The article re-examines Karl Barth's claim that his 1931 book on Anselm of Canterbury's proof of the existence of God from Proslogion 2–4, the Fides Quaerens Intellectum, provides a ‘vital key’ for understanding the rationality of his later theology. The article takes up the question of what ‘dialectics’ denotes in Barth's theology. Re-engaging the issue of dialectics in Karl Barth's theology, particularly in light of the developments of his thought, leads to a critical revision of Bruce McCormack's influential interpretation of Barth's dialectical theology.
Through a close reading of the section, ‘The manner of theology’, from the first of the two parts of Fides Quaerens Intellectum the article sheds light on how Barth envisions the construction of the theoretical concepts of theology in light of his concrete exegetical praxis. By focusing on the relationship between theory and praxis, an understanding of Barth's dialectical theology as a form of ‘speculative reading’ emerges. This notion of dialectics as developing in light of a practice of speculative reading allows us to compare certain aspects of concept-formation in the theology of Karl Barth and the dialectical philosophy of the German Idealist, G. W. F. Hegel. Drawing explicitly on Hegel's analysis of infinite judgement from the second volume of his 1812 Science of Logic, Barth's use of the tautology ‘God is God’ in his second commentary on Romans from 1922 is shown to provide important insight into the structure of Barth's dialectical thinking. This explicitly relates to the important issue of the relationship between faith and reason in Karl Barth's theology, which sheds a new light on how his understanding of the rational basis of the theory and praxis of theology developed from his second Romans commentary onwards.
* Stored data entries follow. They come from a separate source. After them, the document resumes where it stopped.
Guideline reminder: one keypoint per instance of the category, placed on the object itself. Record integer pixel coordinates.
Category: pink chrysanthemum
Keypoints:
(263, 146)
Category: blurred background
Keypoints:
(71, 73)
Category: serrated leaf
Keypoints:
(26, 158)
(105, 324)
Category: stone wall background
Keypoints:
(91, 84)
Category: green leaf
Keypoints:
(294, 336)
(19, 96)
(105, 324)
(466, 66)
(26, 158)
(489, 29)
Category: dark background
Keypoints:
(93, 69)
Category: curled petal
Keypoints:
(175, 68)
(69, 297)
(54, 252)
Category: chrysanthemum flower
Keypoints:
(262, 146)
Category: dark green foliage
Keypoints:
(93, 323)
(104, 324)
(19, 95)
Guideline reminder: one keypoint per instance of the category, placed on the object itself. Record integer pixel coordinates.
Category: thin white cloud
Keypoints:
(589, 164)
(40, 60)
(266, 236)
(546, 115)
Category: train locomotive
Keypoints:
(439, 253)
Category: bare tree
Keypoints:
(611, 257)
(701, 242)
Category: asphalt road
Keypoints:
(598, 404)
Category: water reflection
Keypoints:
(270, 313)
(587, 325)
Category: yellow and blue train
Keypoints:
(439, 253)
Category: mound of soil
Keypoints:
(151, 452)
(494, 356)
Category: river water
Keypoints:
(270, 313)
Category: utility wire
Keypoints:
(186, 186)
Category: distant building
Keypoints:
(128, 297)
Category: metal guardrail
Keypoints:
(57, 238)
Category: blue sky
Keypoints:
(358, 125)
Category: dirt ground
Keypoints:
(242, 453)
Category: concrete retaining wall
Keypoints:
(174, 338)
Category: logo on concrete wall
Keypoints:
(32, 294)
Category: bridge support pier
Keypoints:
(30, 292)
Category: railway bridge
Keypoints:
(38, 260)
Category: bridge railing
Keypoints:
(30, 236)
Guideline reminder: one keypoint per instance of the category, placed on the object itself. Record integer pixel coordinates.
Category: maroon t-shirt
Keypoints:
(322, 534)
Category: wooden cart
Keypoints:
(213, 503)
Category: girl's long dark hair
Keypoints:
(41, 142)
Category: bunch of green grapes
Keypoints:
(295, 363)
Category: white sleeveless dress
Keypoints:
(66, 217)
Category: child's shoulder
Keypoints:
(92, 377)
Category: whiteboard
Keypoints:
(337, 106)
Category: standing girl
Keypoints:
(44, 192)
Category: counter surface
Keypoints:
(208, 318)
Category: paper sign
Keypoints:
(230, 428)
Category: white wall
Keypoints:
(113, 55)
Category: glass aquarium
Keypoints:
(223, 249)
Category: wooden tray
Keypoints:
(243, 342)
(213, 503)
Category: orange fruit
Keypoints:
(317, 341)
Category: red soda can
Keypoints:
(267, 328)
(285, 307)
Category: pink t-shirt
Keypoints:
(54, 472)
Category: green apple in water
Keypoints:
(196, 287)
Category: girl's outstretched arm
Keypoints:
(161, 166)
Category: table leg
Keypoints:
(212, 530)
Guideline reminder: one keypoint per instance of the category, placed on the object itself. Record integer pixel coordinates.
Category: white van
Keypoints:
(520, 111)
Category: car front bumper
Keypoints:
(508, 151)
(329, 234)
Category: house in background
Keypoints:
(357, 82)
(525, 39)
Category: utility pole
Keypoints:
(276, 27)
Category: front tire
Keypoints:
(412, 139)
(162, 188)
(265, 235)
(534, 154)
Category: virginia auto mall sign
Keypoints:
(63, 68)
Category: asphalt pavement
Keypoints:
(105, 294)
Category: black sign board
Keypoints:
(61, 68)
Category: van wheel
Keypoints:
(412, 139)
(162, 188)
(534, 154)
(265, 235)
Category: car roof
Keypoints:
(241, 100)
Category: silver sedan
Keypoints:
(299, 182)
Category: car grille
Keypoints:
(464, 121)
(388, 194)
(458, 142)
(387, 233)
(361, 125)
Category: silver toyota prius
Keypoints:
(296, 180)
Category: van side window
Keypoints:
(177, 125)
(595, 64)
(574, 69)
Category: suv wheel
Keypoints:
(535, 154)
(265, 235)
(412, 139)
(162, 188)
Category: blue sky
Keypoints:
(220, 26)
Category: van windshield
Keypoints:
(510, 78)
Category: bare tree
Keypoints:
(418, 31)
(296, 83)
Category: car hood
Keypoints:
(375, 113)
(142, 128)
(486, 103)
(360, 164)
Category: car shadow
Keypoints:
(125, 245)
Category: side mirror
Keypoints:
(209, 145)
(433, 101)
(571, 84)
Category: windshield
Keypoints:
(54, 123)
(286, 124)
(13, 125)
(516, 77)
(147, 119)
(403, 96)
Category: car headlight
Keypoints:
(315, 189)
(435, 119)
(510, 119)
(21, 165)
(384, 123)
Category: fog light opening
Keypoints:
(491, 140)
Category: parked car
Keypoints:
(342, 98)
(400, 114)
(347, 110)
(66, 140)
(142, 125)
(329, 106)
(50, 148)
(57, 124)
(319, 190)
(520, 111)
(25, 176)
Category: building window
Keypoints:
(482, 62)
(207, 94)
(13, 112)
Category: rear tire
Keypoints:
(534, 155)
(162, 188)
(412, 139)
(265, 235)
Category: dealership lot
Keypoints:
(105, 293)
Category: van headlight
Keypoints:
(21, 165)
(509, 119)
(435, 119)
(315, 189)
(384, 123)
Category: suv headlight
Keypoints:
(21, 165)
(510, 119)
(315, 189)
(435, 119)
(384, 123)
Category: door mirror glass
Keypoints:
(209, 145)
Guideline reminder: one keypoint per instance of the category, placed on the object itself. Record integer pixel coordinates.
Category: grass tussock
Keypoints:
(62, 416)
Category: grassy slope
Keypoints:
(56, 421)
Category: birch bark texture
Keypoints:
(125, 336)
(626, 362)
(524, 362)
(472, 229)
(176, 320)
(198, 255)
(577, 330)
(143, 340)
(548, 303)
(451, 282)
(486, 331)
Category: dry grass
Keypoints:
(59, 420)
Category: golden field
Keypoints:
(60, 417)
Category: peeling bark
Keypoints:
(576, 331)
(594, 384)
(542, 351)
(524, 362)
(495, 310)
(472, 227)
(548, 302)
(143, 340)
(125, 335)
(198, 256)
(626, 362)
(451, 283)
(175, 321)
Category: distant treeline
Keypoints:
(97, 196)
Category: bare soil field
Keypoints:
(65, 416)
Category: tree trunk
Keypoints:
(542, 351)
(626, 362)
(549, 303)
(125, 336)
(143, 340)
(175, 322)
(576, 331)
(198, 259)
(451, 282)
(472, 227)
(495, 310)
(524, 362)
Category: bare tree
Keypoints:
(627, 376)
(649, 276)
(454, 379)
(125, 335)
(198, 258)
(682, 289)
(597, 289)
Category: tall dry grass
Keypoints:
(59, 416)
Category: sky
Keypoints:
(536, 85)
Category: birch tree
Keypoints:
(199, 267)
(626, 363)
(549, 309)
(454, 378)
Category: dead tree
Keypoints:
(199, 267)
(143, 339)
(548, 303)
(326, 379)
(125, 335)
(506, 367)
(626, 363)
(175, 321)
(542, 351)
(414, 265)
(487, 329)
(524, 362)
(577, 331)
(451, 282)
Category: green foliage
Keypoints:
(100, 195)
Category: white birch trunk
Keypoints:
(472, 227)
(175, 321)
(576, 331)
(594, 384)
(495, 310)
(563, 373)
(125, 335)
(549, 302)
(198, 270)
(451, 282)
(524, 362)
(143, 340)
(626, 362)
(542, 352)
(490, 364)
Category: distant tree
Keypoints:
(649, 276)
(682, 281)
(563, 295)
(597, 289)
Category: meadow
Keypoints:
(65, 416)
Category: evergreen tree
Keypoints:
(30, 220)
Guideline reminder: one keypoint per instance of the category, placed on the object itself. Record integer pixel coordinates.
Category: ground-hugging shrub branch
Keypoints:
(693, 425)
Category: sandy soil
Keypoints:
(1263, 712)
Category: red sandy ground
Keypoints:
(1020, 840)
Finally, Barth's use of dialectics and his account of the rationality of theology as a form of ‘speculative reading’ permits some final reflections on the significance of pneumatology for constructive theology by underscoring how Barth insists on the priority of praxis over theory. To understand Barth's theology and the way it changes over the years is to understand the rationality of its concrete praxis.